The red cloak made her look gay and vivid, like the Ellen Mingott of old days; and he laughed as he took her hand, and answered: "I came to see what you were running away from."
Her face clouded over, but she answered: "Ah, well-- you will see, presently."
The answer puzzled him. "Why--do you mean that you've been overtaken?"
She shrugged her shoulders, with a little movement like Nastasia's, and rejoined in a lighter tone: "Shall we walk on? I'm so cold after the sermon. And what does it matter, now you're here to protect me?"
The blood rose to his temples and he caught a fold of her cloak. "Ellen--what is it? You must tell me."

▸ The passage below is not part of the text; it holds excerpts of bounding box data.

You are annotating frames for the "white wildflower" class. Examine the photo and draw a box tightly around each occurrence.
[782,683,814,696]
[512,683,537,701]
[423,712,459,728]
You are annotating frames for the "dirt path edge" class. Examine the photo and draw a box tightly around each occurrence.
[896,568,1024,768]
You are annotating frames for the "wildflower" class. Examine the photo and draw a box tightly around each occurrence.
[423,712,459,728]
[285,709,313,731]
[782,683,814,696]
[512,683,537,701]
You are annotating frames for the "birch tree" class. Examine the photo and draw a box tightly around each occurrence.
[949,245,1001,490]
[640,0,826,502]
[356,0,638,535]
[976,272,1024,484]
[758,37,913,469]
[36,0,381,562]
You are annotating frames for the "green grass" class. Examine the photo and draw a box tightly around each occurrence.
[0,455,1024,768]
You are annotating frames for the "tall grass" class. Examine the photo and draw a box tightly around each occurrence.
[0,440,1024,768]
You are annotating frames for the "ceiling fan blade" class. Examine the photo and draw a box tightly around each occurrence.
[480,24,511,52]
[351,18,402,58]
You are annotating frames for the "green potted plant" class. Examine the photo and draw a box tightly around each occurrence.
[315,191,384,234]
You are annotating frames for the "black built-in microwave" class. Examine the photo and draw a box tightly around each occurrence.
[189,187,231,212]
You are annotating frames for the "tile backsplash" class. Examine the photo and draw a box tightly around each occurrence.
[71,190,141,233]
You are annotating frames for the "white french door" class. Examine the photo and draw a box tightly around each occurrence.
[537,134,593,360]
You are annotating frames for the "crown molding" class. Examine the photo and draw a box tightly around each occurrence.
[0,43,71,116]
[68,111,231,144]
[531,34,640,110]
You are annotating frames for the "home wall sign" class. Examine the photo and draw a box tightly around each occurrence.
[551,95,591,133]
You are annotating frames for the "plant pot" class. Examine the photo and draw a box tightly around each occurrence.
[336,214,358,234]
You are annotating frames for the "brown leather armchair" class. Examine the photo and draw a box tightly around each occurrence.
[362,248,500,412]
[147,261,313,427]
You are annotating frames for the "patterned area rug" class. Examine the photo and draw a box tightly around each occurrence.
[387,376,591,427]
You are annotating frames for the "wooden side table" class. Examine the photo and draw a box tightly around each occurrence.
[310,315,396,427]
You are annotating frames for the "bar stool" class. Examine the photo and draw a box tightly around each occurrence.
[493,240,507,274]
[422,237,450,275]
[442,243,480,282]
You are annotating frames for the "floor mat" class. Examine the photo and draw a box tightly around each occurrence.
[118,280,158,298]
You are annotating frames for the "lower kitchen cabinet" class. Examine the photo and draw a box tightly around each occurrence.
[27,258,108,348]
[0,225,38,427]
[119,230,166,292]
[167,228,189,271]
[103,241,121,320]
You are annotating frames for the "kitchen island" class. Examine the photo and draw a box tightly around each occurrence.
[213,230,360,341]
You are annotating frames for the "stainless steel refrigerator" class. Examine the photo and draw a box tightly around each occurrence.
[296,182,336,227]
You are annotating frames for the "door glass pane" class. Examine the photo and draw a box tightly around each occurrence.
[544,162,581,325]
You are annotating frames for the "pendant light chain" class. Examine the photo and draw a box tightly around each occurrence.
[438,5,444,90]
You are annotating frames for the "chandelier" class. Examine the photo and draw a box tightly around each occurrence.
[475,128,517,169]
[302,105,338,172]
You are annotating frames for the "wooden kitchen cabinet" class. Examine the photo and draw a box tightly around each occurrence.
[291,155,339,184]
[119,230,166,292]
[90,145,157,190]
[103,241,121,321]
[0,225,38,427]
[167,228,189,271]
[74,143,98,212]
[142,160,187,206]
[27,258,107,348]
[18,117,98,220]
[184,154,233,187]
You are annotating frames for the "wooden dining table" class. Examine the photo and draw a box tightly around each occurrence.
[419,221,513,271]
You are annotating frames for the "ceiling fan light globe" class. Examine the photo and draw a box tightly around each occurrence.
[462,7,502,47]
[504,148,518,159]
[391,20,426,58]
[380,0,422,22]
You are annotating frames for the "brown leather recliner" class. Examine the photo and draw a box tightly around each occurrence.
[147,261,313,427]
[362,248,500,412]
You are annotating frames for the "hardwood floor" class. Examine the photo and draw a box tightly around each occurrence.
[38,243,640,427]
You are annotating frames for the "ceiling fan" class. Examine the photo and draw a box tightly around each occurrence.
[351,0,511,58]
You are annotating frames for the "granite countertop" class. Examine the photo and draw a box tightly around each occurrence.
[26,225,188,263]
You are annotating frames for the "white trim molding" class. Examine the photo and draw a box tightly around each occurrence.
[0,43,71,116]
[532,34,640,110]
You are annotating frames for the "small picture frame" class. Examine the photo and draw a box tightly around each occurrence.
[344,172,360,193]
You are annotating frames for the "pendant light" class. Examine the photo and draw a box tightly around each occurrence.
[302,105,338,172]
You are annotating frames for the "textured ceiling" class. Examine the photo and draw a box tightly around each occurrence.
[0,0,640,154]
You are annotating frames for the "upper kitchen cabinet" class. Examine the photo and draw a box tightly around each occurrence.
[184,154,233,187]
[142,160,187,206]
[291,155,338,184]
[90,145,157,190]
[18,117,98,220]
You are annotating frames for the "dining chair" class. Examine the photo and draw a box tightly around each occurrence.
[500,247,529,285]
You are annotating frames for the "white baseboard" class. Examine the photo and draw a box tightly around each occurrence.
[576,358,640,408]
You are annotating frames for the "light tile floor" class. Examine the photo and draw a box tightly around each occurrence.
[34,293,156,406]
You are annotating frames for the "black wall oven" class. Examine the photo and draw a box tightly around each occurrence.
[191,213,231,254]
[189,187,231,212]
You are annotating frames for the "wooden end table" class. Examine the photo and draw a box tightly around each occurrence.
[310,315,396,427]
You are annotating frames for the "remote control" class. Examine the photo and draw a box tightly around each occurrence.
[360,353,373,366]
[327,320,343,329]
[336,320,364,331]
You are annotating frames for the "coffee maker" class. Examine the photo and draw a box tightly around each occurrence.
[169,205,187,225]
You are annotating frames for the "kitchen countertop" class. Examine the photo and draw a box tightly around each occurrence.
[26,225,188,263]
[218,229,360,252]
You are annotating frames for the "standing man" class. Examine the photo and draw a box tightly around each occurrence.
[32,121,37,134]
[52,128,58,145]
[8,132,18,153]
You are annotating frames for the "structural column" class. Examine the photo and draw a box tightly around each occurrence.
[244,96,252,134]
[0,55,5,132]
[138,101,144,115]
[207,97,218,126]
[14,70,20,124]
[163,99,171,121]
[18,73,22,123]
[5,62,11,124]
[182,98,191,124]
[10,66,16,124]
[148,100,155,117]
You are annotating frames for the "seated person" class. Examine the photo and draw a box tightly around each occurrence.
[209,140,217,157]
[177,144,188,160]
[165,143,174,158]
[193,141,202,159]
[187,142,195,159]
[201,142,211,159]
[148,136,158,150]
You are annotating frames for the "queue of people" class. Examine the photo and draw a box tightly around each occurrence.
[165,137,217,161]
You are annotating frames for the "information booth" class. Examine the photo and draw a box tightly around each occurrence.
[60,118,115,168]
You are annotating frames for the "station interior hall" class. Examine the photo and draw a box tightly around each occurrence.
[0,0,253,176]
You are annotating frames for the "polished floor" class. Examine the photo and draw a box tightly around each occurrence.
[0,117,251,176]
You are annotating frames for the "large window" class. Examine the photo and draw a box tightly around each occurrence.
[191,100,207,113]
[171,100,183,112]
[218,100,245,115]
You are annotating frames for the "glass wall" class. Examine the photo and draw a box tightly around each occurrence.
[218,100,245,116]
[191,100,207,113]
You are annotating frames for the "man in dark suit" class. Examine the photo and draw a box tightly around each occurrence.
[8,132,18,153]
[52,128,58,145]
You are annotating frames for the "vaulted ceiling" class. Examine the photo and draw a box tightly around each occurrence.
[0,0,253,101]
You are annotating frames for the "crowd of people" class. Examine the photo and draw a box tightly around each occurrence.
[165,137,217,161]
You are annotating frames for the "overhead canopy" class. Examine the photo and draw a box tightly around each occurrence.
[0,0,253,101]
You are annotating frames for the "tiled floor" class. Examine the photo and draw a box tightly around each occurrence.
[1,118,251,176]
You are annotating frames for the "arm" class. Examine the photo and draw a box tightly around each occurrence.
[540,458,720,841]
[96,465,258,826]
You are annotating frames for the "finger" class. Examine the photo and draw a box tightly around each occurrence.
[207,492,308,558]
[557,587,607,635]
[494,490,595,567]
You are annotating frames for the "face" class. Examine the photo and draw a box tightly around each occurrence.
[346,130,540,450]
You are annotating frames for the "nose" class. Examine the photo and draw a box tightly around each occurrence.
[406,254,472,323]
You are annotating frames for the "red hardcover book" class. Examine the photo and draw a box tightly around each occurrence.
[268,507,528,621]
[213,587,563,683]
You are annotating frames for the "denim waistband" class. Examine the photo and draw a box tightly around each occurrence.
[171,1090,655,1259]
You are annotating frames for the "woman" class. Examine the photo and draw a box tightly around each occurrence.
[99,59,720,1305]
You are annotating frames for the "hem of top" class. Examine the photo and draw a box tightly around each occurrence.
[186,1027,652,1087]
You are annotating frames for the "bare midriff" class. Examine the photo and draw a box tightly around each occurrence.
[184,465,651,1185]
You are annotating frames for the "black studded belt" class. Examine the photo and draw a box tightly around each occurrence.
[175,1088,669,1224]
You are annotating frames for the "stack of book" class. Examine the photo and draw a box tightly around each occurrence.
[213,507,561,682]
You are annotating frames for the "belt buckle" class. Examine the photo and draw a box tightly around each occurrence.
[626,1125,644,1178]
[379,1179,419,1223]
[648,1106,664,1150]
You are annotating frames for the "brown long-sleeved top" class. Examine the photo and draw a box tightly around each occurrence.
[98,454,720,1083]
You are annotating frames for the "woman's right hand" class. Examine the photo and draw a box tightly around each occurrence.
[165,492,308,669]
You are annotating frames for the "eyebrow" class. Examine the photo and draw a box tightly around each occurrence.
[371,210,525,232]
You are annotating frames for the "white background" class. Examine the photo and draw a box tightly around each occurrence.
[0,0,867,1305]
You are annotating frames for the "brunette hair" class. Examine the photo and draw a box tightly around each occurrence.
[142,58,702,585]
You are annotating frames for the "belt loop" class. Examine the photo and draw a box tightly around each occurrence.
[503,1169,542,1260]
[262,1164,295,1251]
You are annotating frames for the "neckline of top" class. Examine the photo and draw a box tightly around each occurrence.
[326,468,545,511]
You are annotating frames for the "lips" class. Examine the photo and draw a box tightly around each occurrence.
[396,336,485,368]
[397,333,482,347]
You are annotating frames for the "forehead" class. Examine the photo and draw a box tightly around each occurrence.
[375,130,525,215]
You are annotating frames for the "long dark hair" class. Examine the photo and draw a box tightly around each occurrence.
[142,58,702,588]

"Oh, presently--let's run a race first: my feet are freezing to the ground," she cried; and gathering up the cloak she fled away across the snow, the dog leaping about her with challenging barks. For a moment Archer stood watching, his gaze delighted by the flash of the red meteor against the snow; then he started after her, and they met, panting and laughing, at a wicket that led into the park.
She looked up at him and smiled. "I knew you'd come!"
"That shows you wanted me to," he returned, with a disproportionate joy in their nonsense. The white glitter of the trees filled the air with its own mysterious brightness, and as they walked on over the snow the ground seemed to sing under their feet.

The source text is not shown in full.